Friday, May 29, 2009

Just need to get it out.

In 7 days, Justin and I will be in Hawaii and I am really looking forward to it, but the crap just keeps coming.

Justin's father, Dale, has cancer. 7 montha ago, Melisa, Justin's sister, talked Dale into trying to fight it, so he did chemotherapy. So far, this has stopped progression but it is not better and the reality is, it is terminal. Now he is tired of fighting and has stopped the chemo. Justin has not has the greatest of relationships with his dad--Justin feels like an outsider to the family because he was adopted by Dale when Dale and Beckie got married. He is questioning whether he was a good son. He wants to hear is dad say that he loves him. I don't know if Justin will get what he needs before his dad passes away, but I really hope he does. It is so hard on Justin--he does not deal well with death. He draws inward. I feel impotent in helping him get through this.

And then there are my issues which hit me today for some reason. I should be giving birth to my first child--a boy--6 weeks from today and I am still having a really hard time with the loss. I should have a big round pregnant belly, but I don't. I should feel my little boy moving inside me, but I don't. I am just so sad.
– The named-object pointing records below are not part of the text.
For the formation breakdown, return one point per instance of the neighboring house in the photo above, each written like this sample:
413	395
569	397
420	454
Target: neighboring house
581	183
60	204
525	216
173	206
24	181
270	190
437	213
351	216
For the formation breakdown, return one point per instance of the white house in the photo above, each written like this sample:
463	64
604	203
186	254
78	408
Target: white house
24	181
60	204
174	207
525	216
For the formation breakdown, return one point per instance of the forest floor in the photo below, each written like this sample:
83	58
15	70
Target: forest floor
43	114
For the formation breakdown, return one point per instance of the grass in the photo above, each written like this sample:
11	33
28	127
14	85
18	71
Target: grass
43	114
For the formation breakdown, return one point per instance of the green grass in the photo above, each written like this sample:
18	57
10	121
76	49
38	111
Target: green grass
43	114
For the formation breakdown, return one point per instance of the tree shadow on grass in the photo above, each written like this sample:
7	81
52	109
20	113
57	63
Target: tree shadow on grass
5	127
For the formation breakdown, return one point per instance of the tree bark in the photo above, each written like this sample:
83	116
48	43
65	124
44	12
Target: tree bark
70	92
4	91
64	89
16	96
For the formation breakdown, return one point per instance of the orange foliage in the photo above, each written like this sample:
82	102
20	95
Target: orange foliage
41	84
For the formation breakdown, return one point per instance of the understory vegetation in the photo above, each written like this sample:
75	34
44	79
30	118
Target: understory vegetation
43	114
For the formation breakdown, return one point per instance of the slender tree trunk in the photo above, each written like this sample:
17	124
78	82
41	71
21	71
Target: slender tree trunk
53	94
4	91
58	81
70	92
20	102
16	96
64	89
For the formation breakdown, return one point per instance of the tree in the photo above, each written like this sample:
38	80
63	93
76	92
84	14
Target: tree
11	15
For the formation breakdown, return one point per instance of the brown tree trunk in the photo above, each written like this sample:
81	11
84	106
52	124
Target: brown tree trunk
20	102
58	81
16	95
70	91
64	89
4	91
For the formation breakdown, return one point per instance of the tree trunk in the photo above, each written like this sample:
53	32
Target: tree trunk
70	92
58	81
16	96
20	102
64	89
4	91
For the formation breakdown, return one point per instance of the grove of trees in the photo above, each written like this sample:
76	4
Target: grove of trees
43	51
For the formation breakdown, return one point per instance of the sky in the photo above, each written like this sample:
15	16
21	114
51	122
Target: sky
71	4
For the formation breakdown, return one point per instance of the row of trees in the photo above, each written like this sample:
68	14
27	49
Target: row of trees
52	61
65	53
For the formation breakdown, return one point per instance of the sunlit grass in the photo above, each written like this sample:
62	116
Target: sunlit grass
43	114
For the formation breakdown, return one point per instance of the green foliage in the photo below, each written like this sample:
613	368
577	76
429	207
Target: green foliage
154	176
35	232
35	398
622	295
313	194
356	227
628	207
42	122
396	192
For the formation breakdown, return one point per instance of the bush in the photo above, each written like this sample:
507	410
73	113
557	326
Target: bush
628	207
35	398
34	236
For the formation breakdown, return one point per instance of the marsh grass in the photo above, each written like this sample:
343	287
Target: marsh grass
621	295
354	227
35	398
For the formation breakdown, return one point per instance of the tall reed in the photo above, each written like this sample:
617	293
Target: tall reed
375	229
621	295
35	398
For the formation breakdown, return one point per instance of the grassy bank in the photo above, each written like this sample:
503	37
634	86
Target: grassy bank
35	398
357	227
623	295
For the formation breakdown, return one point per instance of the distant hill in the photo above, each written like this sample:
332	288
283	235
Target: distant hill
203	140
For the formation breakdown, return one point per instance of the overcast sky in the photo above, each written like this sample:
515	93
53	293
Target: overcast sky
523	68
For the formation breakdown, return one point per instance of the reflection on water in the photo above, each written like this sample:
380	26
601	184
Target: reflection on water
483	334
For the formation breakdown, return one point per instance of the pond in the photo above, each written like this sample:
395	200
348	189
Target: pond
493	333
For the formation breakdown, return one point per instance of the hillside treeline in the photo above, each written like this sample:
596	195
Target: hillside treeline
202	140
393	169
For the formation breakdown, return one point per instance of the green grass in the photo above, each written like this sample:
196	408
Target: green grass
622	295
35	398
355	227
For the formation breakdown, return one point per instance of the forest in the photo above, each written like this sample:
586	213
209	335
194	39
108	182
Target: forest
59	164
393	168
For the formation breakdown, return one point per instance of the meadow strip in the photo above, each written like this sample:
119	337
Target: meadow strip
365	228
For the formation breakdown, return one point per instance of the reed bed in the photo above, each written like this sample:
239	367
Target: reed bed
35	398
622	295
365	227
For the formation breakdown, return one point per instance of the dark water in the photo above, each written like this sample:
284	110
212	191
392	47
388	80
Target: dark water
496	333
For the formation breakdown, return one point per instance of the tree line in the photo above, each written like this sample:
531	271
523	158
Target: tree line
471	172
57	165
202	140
So today was the last day of school and already I am not looking forward to next year. My position as librarian has been eliminated, though I will still be expected to fulfill that role. I will still be the manager of the school's textbooks. And in addition to this, I will take on a new role: Curriculum Technology Integrator. Basically a coordinator of technology prfessional development. It is a short-sighted decision on the part of my district. I will do the three jobs as best I can but I don't think I will do any one of them especially well. We will see how it goes. I anticipate being streched way too thin--I am feeing it already.

OK, there is my depressing post. sorry.

1 comment:

Kathleen Eakins said...

Never appologize for saying what's on your mind.